A children's film about a boy and his robot. What's not to like, right? Those were the thoughts going through my head pre-credits, and they slowly drifted away during the first 10 minutes of the movie. Those 10 minutes are heavy handed, poorly acted, and exposition crammed. I've seen worse, as I'm sure most movie goers have, but it was a disappointing start, especially for a movie that had received such rave reviews from the critics, and and from Matt Jones, Kansas Universities finest paleontologist master student, and a fellow Walking Critic . The guy loves comic book movies, and Big Hero Six is a Marvel property, so you can see why I was starting to question his opinion.

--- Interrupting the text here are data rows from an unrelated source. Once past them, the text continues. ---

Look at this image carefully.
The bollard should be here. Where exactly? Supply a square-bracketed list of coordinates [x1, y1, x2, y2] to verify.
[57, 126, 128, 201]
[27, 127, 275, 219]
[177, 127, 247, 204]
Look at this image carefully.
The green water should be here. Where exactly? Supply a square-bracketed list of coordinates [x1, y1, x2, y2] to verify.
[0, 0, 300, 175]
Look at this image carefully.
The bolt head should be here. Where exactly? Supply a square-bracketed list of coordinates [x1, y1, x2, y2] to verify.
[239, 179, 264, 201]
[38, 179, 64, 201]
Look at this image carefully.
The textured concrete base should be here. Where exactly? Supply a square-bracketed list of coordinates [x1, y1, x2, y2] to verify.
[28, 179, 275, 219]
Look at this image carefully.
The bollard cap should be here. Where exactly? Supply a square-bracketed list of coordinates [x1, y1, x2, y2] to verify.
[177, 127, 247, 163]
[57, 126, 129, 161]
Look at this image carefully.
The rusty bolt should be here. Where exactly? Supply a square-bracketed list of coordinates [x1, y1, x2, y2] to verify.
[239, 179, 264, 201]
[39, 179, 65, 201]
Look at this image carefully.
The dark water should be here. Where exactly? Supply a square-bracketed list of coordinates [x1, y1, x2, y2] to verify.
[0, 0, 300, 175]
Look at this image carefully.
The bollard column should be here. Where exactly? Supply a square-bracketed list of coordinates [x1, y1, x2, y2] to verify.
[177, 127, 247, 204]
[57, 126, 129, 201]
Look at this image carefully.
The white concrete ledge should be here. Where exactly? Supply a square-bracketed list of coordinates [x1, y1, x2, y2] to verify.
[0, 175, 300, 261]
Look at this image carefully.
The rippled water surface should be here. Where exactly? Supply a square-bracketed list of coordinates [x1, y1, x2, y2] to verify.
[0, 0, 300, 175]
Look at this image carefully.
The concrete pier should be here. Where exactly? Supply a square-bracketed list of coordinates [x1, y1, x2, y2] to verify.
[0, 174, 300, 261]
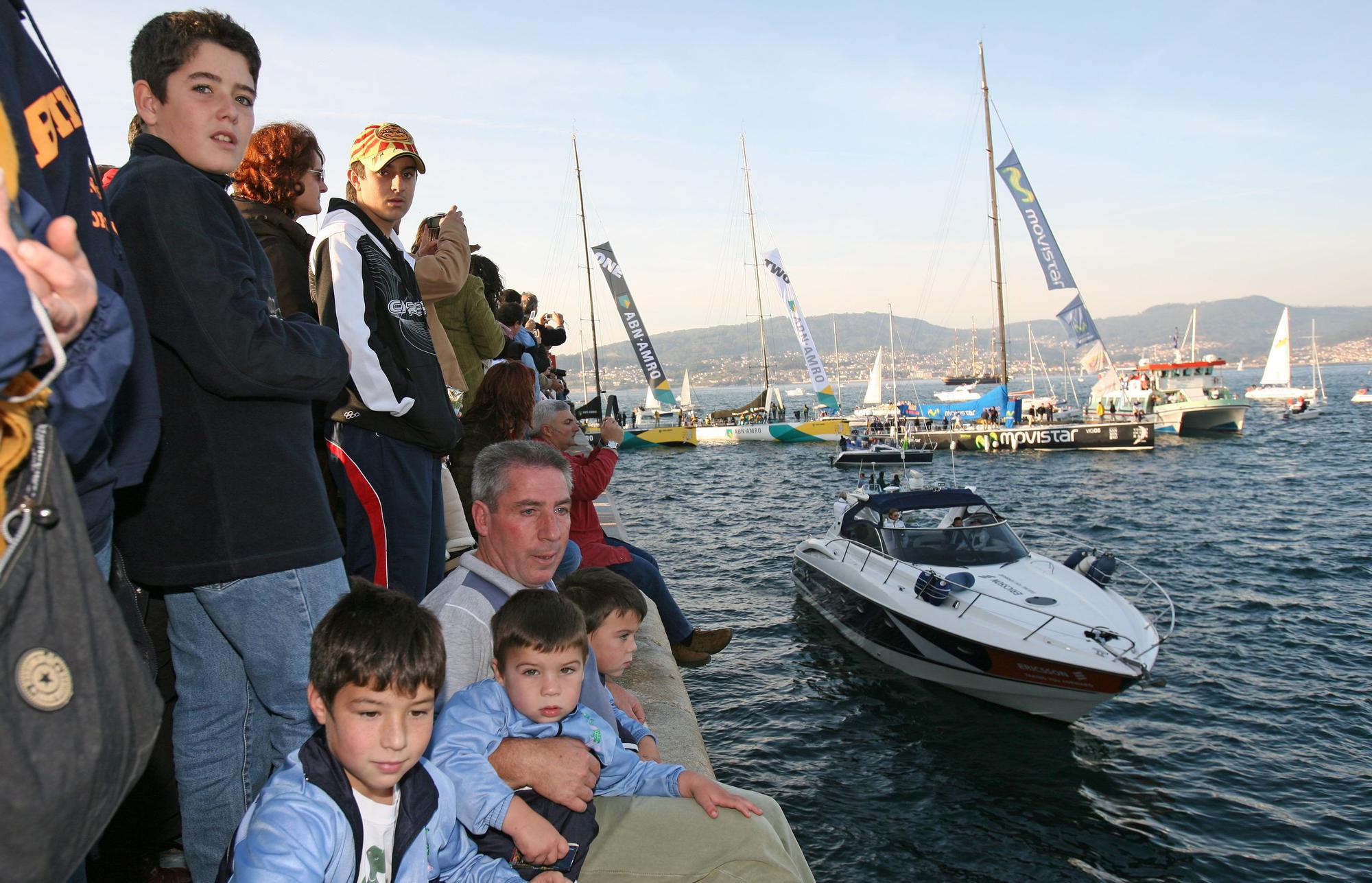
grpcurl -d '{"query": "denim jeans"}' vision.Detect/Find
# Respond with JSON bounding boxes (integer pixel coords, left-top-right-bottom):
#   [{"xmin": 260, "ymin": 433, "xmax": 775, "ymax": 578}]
[
  {"xmin": 166, "ymin": 559, "xmax": 348, "ymax": 883},
  {"xmin": 553, "ymin": 540, "xmax": 582, "ymax": 580},
  {"xmin": 605, "ymin": 536, "xmax": 696, "ymax": 644}
]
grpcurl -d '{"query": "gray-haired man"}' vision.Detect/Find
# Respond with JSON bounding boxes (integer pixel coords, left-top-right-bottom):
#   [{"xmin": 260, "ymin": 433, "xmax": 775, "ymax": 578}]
[{"xmin": 424, "ymin": 442, "xmax": 815, "ymax": 883}]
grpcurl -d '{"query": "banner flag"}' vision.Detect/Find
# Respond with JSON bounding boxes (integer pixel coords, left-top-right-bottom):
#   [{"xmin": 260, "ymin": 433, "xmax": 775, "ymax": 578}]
[
  {"xmin": 918, "ymin": 384, "xmax": 1010, "ymax": 423},
  {"xmin": 996, "ymin": 151, "xmax": 1077, "ymax": 288},
  {"xmin": 1077, "ymin": 340, "xmax": 1110, "ymax": 373},
  {"xmin": 764, "ymin": 248, "xmax": 838, "ymax": 412},
  {"xmin": 1058, "ymin": 295, "xmax": 1100, "ymax": 347},
  {"xmin": 591, "ymin": 243, "xmax": 676, "ymax": 408}
]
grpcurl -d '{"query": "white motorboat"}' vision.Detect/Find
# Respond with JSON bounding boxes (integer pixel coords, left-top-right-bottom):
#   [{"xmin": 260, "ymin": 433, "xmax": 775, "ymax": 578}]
[
  {"xmin": 792, "ymin": 488, "xmax": 1174, "ymax": 722},
  {"xmin": 934, "ymin": 383, "xmax": 985, "ymax": 402}
]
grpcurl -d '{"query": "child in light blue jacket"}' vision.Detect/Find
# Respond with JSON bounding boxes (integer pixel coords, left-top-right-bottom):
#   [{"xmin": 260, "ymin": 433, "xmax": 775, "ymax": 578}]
[
  {"xmin": 218, "ymin": 577, "xmax": 567, "ymax": 883},
  {"xmin": 429, "ymin": 588, "xmax": 761, "ymax": 880}
]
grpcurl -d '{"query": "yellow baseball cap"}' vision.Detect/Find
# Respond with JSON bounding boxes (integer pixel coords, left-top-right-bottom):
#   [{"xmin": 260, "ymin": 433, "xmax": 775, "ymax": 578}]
[{"xmin": 348, "ymin": 122, "xmax": 424, "ymax": 174}]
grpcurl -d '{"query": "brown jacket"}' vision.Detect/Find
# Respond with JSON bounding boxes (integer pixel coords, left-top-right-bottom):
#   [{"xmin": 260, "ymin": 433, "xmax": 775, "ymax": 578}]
[{"xmin": 414, "ymin": 215, "xmax": 476, "ymax": 392}]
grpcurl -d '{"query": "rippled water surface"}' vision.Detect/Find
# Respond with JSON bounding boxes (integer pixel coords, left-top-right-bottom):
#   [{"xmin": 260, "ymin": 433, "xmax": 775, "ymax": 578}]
[{"xmin": 612, "ymin": 366, "xmax": 1372, "ymax": 880}]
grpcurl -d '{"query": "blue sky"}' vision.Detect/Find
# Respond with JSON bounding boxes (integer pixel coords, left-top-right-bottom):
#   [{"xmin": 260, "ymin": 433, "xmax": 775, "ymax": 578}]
[{"xmin": 30, "ymin": 0, "xmax": 1372, "ymax": 348}]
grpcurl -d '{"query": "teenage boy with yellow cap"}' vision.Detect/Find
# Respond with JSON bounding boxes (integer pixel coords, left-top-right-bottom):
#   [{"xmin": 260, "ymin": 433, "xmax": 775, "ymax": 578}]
[{"xmin": 310, "ymin": 122, "xmax": 461, "ymax": 599}]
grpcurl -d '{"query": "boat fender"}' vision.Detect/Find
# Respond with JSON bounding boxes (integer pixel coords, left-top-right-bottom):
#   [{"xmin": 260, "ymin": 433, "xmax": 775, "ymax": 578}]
[
  {"xmin": 1062, "ymin": 548, "xmax": 1091, "ymax": 570},
  {"xmin": 1087, "ymin": 552, "xmax": 1120, "ymax": 588},
  {"xmin": 915, "ymin": 570, "xmax": 952, "ymax": 607}
]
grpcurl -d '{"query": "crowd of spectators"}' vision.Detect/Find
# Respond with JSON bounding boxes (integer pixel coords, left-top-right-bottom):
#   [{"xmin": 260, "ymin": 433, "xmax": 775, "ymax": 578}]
[{"xmin": 0, "ymin": 7, "xmax": 796, "ymax": 883}]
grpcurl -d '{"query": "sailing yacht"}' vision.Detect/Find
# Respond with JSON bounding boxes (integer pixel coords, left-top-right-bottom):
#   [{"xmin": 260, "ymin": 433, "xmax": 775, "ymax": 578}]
[
  {"xmin": 696, "ymin": 134, "xmax": 849, "ymax": 442},
  {"xmin": 1244, "ymin": 307, "xmax": 1316, "ymax": 402}
]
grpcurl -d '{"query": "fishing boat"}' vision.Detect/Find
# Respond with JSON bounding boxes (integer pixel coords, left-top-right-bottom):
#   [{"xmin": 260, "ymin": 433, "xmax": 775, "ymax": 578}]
[
  {"xmin": 934, "ymin": 381, "xmax": 981, "ymax": 402},
  {"xmin": 1244, "ymin": 307, "xmax": 1316, "ymax": 402},
  {"xmin": 1092, "ymin": 310, "xmax": 1249, "ymax": 435},
  {"xmin": 792, "ymin": 488, "xmax": 1176, "ymax": 724}
]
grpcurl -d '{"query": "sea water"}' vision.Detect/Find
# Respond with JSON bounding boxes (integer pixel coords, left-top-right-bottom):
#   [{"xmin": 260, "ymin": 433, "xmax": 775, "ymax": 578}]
[{"xmin": 611, "ymin": 366, "xmax": 1372, "ymax": 882}]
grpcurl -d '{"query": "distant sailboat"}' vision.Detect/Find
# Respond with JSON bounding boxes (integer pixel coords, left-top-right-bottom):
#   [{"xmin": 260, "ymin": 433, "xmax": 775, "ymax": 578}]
[{"xmin": 1244, "ymin": 307, "xmax": 1316, "ymax": 402}]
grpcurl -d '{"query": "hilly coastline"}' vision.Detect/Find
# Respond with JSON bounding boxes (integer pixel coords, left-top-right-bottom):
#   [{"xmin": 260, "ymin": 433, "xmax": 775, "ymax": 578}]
[{"xmin": 560, "ymin": 296, "xmax": 1372, "ymax": 386}]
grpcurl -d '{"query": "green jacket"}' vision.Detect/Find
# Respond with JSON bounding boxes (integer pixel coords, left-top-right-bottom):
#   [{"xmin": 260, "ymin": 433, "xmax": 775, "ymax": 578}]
[{"xmin": 434, "ymin": 276, "xmax": 505, "ymax": 394}]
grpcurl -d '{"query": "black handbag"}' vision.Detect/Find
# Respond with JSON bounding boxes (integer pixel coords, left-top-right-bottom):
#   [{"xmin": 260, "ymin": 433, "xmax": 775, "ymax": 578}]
[{"xmin": 0, "ymin": 413, "xmax": 162, "ymax": 882}]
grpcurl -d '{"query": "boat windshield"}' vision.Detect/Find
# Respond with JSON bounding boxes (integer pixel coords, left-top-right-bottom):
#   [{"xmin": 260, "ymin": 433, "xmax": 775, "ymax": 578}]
[{"xmin": 881, "ymin": 521, "xmax": 1029, "ymax": 567}]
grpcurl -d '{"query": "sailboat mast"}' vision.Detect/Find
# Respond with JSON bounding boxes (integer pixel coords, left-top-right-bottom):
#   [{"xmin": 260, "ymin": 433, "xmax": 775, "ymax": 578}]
[
  {"xmin": 738, "ymin": 132, "xmax": 771, "ymax": 392},
  {"xmin": 572, "ymin": 133, "xmax": 601, "ymax": 401},
  {"xmin": 977, "ymin": 40, "xmax": 1010, "ymax": 384},
  {"xmin": 829, "ymin": 313, "xmax": 844, "ymax": 412}
]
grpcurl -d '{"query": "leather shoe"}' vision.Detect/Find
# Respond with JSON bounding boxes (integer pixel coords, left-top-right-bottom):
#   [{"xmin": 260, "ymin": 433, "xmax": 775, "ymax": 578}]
[
  {"xmin": 686, "ymin": 628, "xmax": 734, "ymax": 655},
  {"xmin": 672, "ymin": 644, "xmax": 709, "ymax": 668}
]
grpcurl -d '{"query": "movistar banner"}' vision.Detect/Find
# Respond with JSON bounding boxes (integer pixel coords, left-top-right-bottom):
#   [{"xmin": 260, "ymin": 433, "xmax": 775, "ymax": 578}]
[
  {"xmin": 766, "ymin": 248, "xmax": 838, "ymax": 412},
  {"xmin": 996, "ymin": 151, "xmax": 1077, "ymax": 288},
  {"xmin": 1058, "ymin": 295, "xmax": 1100, "ymax": 347},
  {"xmin": 591, "ymin": 243, "xmax": 676, "ymax": 408},
  {"xmin": 919, "ymin": 384, "xmax": 1010, "ymax": 423}
]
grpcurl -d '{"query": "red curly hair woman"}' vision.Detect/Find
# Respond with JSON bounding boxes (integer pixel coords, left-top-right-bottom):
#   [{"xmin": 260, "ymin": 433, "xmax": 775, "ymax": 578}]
[
  {"xmin": 449, "ymin": 362, "xmax": 534, "ymax": 536},
  {"xmin": 233, "ymin": 122, "xmax": 329, "ymax": 320}
]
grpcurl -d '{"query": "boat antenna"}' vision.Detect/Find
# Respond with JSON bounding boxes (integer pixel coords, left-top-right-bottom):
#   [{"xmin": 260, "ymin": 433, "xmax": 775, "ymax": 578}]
[
  {"xmin": 738, "ymin": 132, "xmax": 771, "ymax": 395},
  {"xmin": 977, "ymin": 40, "xmax": 1010, "ymax": 384},
  {"xmin": 572, "ymin": 132, "xmax": 601, "ymax": 402},
  {"xmin": 886, "ymin": 301, "xmax": 896, "ymax": 408}
]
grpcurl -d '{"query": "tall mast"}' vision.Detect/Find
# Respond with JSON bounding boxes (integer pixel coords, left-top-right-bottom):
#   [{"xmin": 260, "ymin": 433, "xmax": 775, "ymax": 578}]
[
  {"xmin": 977, "ymin": 40, "xmax": 1010, "ymax": 384},
  {"xmin": 572, "ymin": 133, "xmax": 601, "ymax": 401},
  {"xmin": 738, "ymin": 132, "xmax": 771, "ymax": 392},
  {"xmin": 829, "ymin": 313, "xmax": 844, "ymax": 417},
  {"xmin": 886, "ymin": 301, "xmax": 896, "ymax": 408}
]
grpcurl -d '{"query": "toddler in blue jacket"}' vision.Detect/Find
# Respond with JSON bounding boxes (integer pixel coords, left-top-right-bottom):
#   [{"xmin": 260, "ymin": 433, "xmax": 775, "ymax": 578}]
[
  {"xmin": 429, "ymin": 588, "xmax": 761, "ymax": 880},
  {"xmin": 557, "ymin": 567, "xmax": 663, "ymax": 761},
  {"xmin": 218, "ymin": 577, "xmax": 567, "ymax": 883}
]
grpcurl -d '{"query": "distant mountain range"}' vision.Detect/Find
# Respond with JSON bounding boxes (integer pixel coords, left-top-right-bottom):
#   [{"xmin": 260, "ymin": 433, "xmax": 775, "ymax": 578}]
[{"xmin": 563, "ymin": 296, "xmax": 1372, "ymax": 380}]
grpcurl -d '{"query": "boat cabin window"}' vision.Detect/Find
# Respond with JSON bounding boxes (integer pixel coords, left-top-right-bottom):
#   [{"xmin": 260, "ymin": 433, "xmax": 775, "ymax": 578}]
[
  {"xmin": 838, "ymin": 519, "xmax": 895, "ymax": 551},
  {"xmin": 881, "ymin": 511, "xmax": 1029, "ymax": 567}
]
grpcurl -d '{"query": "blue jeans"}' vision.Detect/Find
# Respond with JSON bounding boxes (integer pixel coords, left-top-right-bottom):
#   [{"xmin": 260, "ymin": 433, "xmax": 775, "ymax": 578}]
[
  {"xmin": 166, "ymin": 559, "xmax": 348, "ymax": 883},
  {"xmin": 553, "ymin": 540, "xmax": 582, "ymax": 580},
  {"xmin": 605, "ymin": 536, "xmax": 696, "ymax": 644}
]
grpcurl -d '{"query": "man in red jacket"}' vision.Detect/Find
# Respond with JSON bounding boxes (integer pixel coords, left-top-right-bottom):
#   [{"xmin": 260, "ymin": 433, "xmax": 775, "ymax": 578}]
[{"xmin": 532, "ymin": 401, "xmax": 734, "ymax": 666}]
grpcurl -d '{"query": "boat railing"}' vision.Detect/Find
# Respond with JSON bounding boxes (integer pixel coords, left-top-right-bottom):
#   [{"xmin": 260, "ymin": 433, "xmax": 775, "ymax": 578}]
[
  {"xmin": 825, "ymin": 536, "xmax": 1176, "ymax": 668},
  {"xmin": 1017, "ymin": 528, "xmax": 1177, "ymax": 652}
]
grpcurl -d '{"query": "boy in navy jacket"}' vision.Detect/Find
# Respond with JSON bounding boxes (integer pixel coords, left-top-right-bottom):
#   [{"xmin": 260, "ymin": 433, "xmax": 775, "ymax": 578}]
[{"xmin": 218, "ymin": 578, "xmax": 565, "ymax": 883}]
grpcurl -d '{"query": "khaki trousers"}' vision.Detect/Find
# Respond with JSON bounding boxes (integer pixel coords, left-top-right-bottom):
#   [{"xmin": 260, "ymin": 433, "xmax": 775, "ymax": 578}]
[{"xmin": 580, "ymin": 786, "xmax": 815, "ymax": 883}]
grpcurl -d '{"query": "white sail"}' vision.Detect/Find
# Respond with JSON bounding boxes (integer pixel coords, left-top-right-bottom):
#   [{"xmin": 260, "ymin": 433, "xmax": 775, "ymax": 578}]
[
  {"xmin": 1258, "ymin": 307, "xmax": 1291, "ymax": 387},
  {"xmin": 862, "ymin": 347, "xmax": 881, "ymax": 405}
]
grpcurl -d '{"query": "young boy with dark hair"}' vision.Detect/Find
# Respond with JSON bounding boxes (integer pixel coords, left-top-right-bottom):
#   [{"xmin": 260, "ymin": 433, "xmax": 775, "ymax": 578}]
[
  {"xmin": 310, "ymin": 122, "xmax": 461, "ymax": 600},
  {"xmin": 557, "ymin": 567, "xmax": 663, "ymax": 761},
  {"xmin": 429, "ymin": 588, "xmax": 761, "ymax": 879},
  {"xmin": 110, "ymin": 10, "xmax": 348, "ymax": 880},
  {"xmin": 218, "ymin": 577, "xmax": 565, "ymax": 883}
]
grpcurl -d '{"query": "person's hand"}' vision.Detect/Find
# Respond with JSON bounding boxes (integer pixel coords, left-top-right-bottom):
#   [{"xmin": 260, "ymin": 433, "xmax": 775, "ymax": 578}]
[
  {"xmin": 605, "ymin": 679, "xmax": 648, "ymax": 724},
  {"xmin": 638, "ymin": 736, "xmax": 663, "ymax": 764},
  {"xmin": 488, "ymin": 736, "xmax": 600, "ymax": 813},
  {"xmin": 501, "ymin": 795, "xmax": 571, "ymax": 865},
  {"xmin": 0, "ymin": 176, "xmax": 99, "ymax": 362},
  {"xmin": 676, "ymin": 769, "xmax": 763, "ymax": 819},
  {"xmin": 438, "ymin": 206, "xmax": 471, "ymax": 247},
  {"xmin": 601, "ymin": 417, "xmax": 624, "ymax": 442}
]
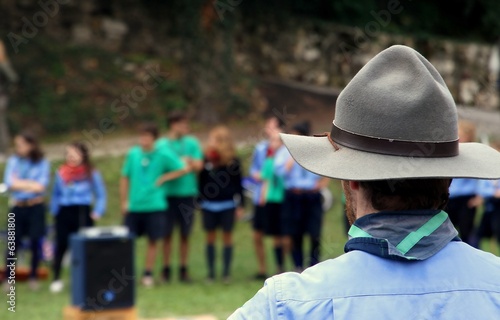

I was afraid I was going to have to write my first negative review since Patch Adams. It was looking bleak. But then, something happened. A character died in an unexpected explosion (cue super hero beginning story line here), and from there the movie went up. This change in the films course can all be credited to the appearance of Baymax, the walking, talking marshmallow robot, who's only goal is to insure the physical and mental health of his human patients. This of course provides much of the comedy of the film, and not surprisingly, this is also where all of the genuine moments of the film are found. Baymax is the heart of Big Hero 6, not the human characters. They're mostly stiff, and uninteresting, and those that aren't are too cartoony to be believable. We can believe Baymax is what he is, a Health Care Companion bot who only want's to help others, but not at the expense of the greater good of humanity. He's the perfect hero for the story, despite his owner's name arguing to the contrary (The robot's owner's name is Hiro: pronounced, "Hero").
Though the film is a children's movie, one with no inappropriate, or intelligent insulting jokes, it is one that can be enjoyed by all ages, especially if you're a robot lover at heart.